GLDA relaunches AI in small ruminants with the aim of addressing food & nutrition security challenges
–programme seeking to increase AI offspring by 50% within the next year
Today, the Guyana Livestock Development Authority (GLDA) relaunched its artificial insemination (AI) in small ruminants programme.
The programme which formed part of the agency’s 2021 capital budget, included the procurement of the laparoscopic equipment and training of staff after the agency would’ve signed a contract with Mini Tube Germany to the tune of GY $15 million.
While offering remarks at the exercise, Agriculture Minister Zulfikar Mustapha said that aim of the programme was to modernize and strengthen small ruminant development in Guyana while addressing food and nutrition security challenges in the region.
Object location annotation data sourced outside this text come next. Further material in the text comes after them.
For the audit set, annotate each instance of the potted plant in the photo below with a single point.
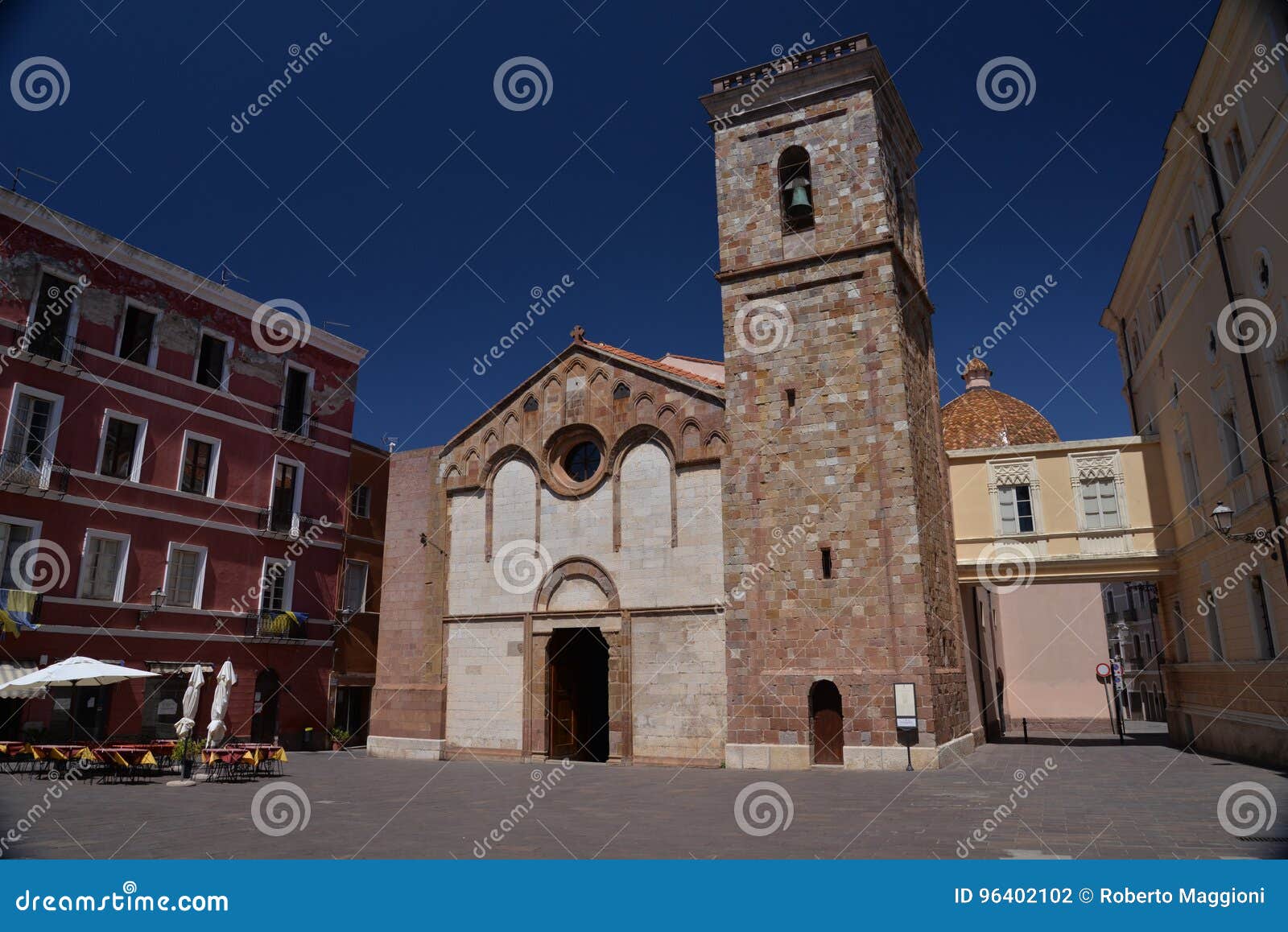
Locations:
(186, 751)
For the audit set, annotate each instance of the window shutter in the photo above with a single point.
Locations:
(1108, 504)
(1092, 505)
(1006, 509)
(184, 578)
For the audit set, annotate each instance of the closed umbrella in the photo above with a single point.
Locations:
(225, 683)
(191, 697)
(75, 672)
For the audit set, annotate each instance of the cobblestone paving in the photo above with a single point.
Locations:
(1096, 800)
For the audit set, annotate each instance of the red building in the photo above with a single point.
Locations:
(173, 481)
(354, 671)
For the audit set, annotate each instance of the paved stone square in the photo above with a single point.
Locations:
(1099, 800)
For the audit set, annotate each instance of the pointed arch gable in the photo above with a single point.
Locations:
(641, 435)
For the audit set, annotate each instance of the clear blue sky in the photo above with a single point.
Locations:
(435, 272)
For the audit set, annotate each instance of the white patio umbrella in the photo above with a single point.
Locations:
(191, 697)
(75, 672)
(225, 681)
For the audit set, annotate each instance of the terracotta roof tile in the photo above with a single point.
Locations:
(985, 418)
(656, 365)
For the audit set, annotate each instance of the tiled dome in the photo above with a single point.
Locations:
(985, 418)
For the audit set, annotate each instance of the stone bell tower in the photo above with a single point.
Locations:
(839, 549)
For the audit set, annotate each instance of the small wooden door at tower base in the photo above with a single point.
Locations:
(828, 724)
(564, 717)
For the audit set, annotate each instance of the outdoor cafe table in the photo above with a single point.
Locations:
(10, 753)
(120, 755)
(56, 752)
(249, 756)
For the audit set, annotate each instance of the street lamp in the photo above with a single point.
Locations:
(1223, 515)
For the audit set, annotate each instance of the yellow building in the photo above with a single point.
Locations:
(1202, 326)
(1040, 526)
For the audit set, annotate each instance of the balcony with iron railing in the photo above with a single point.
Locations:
(44, 348)
(32, 472)
(275, 625)
(285, 522)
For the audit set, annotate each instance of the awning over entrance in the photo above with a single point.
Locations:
(12, 671)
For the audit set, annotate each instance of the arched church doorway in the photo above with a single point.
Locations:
(826, 723)
(577, 702)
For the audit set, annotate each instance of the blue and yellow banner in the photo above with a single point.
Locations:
(19, 612)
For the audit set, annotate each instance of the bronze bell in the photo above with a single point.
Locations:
(799, 206)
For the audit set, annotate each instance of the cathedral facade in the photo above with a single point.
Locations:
(692, 562)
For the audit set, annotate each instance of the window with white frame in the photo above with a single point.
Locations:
(16, 534)
(1232, 447)
(138, 335)
(360, 501)
(120, 448)
(298, 381)
(1215, 646)
(1015, 509)
(199, 465)
(1180, 645)
(184, 575)
(1100, 504)
(1191, 238)
(103, 565)
(1261, 272)
(1262, 623)
(51, 324)
(1096, 478)
(214, 352)
(1236, 156)
(283, 505)
(356, 584)
(1191, 478)
(32, 431)
(1158, 304)
(276, 586)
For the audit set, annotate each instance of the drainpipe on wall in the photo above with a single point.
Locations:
(1243, 357)
(1131, 373)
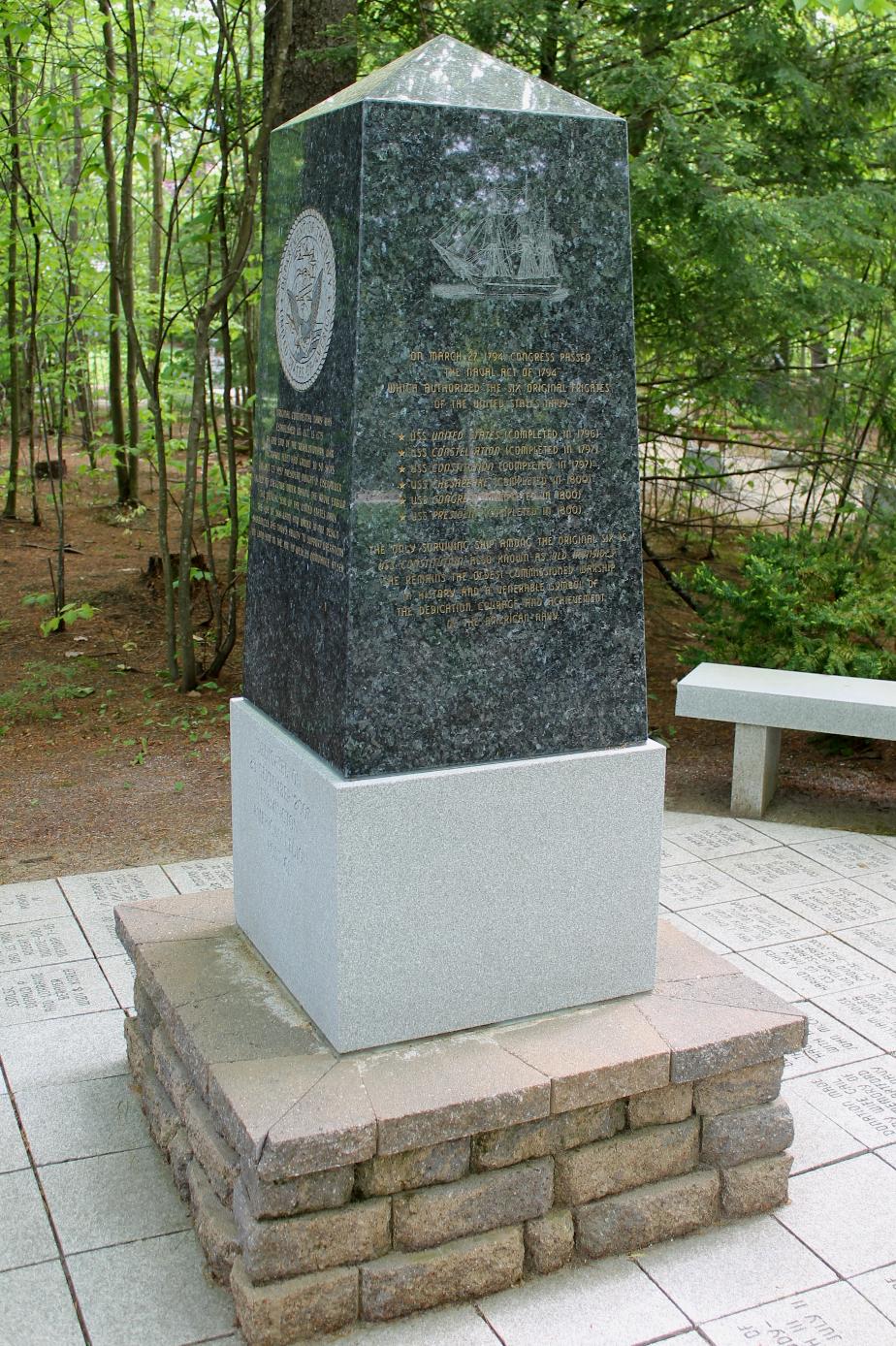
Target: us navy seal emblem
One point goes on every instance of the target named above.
(305, 299)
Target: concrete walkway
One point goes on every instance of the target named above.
(96, 1245)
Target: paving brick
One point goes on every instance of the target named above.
(735, 1138)
(549, 1241)
(625, 1161)
(170, 1069)
(739, 1088)
(212, 1152)
(385, 1174)
(469, 1206)
(468, 1268)
(632, 1220)
(755, 1186)
(296, 1308)
(214, 1224)
(658, 1106)
(592, 1055)
(296, 1196)
(448, 1089)
(276, 1248)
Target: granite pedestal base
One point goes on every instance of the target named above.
(329, 1187)
(396, 908)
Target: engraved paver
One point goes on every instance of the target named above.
(830, 1043)
(832, 1314)
(66, 988)
(775, 871)
(751, 922)
(695, 884)
(819, 965)
(839, 905)
(38, 901)
(38, 944)
(861, 1099)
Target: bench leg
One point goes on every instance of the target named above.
(755, 772)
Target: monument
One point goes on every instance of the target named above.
(445, 807)
(463, 1054)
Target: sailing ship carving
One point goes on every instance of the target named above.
(496, 252)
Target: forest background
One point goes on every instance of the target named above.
(132, 156)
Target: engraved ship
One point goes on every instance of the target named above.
(496, 253)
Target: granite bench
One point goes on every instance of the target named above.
(763, 701)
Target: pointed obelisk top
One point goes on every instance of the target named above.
(450, 73)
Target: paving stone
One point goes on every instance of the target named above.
(735, 1138)
(775, 871)
(39, 944)
(218, 1159)
(197, 875)
(708, 1040)
(880, 1289)
(830, 1314)
(739, 1088)
(625, 1161)
(249, 1097)
(170, 1069)
(830, 1043)
(13, 1151)
(273, 1249)
(194, 915)
(876, 940)
(464, 1269)
(819, 967)
(472, 1204)
(151, 1293)
(82, 1117)
(672, 853)
(656, 1106)
(591, 1055)
(93, 898)
(315, 1192)
(85, 1047)
(331, 1126)
(850, 855)
(549, 1241)
(296, 1308)
(24, 1229)
(448, 1162)
(869, 1010)
(863, 1194)
(709, 839)
(816, 1138)
(751, 922)
(37, 1307)
(612, 1303)
(839, 905)
(756, 1186)
(733, 1266)
(179, 1158)
(214, 1224)
(52, 992)
(632, 1220)
(695, 884)
(441, 1090)
(118, 974)
(861, 1099)
(112, 1200)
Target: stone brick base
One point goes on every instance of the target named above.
(329, 1189)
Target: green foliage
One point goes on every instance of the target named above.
(803, 603)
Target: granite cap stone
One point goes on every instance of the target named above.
(447, 72)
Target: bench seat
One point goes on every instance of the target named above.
(763, 701)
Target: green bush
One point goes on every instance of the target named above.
(805, 603)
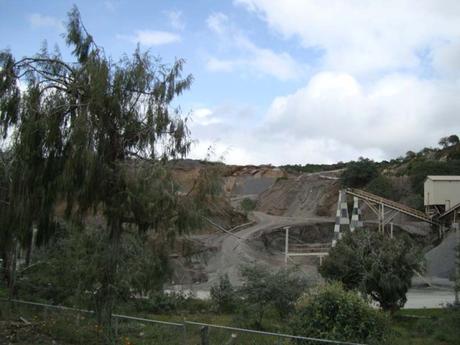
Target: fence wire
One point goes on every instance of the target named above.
(78, 326)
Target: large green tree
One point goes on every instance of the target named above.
(96, 135)
(377, 265)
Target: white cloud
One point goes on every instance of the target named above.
(335, 118)
(389, 117)
(152, 37)
(249, 57)
(217, 22)
(110, 5)
(204, 117)
(37, 20)
(363, 36)
(221, 65)
(446, 59)
(176, 19)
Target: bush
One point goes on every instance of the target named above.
(263, 290)
(330, 312)
(248, 205)
(359, 173)
(223, 295)
(142, 270)
(375, 264)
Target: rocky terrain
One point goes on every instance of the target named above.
(306, 201)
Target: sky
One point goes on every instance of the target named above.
(283, 82)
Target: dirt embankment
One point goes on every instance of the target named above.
(307, 195)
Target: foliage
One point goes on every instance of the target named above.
(223, 295)
(359, 173)
(330, 312)
(97, 135)
(451, 140)
(419, 170)
(142, 269)
(248, 205)
(263, 290)
(375, 264)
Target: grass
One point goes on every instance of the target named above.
(427, 326)
(409, 326)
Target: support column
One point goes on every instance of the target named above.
(286, 245)
(381, 218)
(457, 263)
(355, 222)
(342, 220)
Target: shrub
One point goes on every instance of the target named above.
(374, 263)
(330, 312)
(359, 173)
(248, 205)
(223, 295)
(263, 290)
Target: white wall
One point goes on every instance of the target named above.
(442, 193)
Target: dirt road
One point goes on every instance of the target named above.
(243, 247)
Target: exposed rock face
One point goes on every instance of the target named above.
(307, 195)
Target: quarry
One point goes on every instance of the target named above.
(306, 204)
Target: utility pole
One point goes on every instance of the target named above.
(457, 264)
(286, 245)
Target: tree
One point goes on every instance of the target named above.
(331, 312)
(97, 135)
(223, 295)
(444, 142)
(358, 174)
(377, 265)
(263, 290)
(453, 140)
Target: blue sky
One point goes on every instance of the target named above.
(284, 81)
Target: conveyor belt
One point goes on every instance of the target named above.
(452, 209)
(390, 204)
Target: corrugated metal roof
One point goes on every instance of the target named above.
(444, 178)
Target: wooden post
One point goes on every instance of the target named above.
(286, 245)
(204, 335)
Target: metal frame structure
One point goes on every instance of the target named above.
(288, 254)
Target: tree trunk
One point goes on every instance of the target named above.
(106, 296)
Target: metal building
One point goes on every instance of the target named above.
(441, 193)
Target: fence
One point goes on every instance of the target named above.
(79, 325)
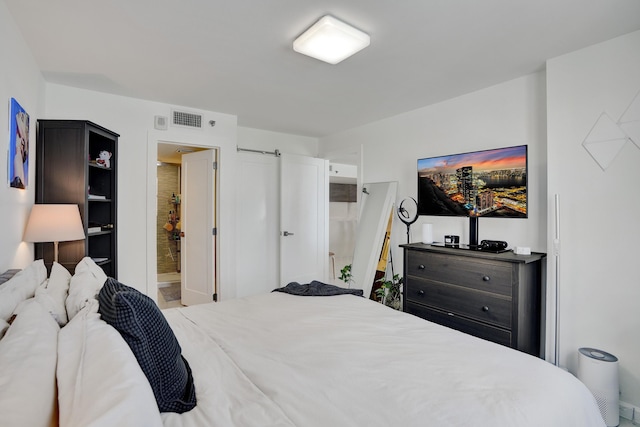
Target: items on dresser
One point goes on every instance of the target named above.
(492, 296)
“This programme comes at a time when Guyana’s agriculture sector is taking precedence on the world stage. While artificial insemination in Guyana started in the 90s for dairy and beef, it was in 2011 that we commenced the importation of proven sires for beef. As we continued to diversify, the swine artificial insemination programme followed in 2016. Today we are here to re-launch artificial insemination (AI) in sheep and goats with the aim to modernize and strengthen small ruminant development in Guyana so that the sector can better meet the challenges of addressing food and nutrition security,” Minister Mustapha said.
Minister Mustapha also said that over the next 12 months, the GLDA will be tasked with refocusing its AI programme with a view of increasing its AI offspring production target by 45% to 50%.
Guyana has been producing meat from beef, mutton, and other meats for local consumption. Since taking office just over a year ago, the government has invested billions of dollars to improve Guyana’s livestock industry. Of the $806 million allocated to the Guyana Livestock Development Authority (GLDA), $407.2 million was expended by the first half of this year to spur production in the meat industry.
Furthermore, Minister Mustapha said that the world’s livestock food system has been facing several challenges.
“As we celebrate agriculture month with the theme: “Transforming our food systems: Achieving food and nutrition security.” I recognize the world’s livestock food system has been facing increasing challenges, first with increased frequency of diseases, such as bird flu, Africa swine fever, and recently COVID 19. The latter resulted in higher freight costs and production costs and ultimately higher market prices for livestock products. Even in the midst of those challenges, GLDA was able to invest in this technology and capacity to diversify its portfolio to keep us updated with modern production practices and techniques,” Minister Mustapha added.
Acting Chief Executive Officer of GLDA Dr. Dwight Waldron said that the programme is seen as a relaunch since farmers will now be given access to these high-class genetic materials.
“The re-launch of artificial insemination (AI) in small ruminants programme. We would have done some amount of laparoscopic AI about a decade ago but that was with a limited amount of animals with a specific purpose. It was not intended to be disseminated throughout the country. We imported some high-class genetic breeding animals for the programme. Those animals went through an extensive exercise because we would normally extract semen from them. Farmers now have a chance to be in a position to do business and market their product in such a way that they can make more money,” Dr. Waldron said.
The acting CEO further explained that the agency has adopted a strategic approach so that in addition to having access to high-class genetic material, farmers are also given guidance on how to improve their production techniques and productivity levels.
“The approach being utilized by GLDA is strategic meaning that it encompasses the procurement of high-class genetic breeding animals. We would then extract semen from those animals and process it in our genetic laboratory. There is also a component that includes the production aspect where we work with farmers to improve their production techniques and productivity levels. It’s not just a one-off where we give farmers access to the genetics and then the environment isn’t right for the genetics to express themselves,” Dr. Waldron explained.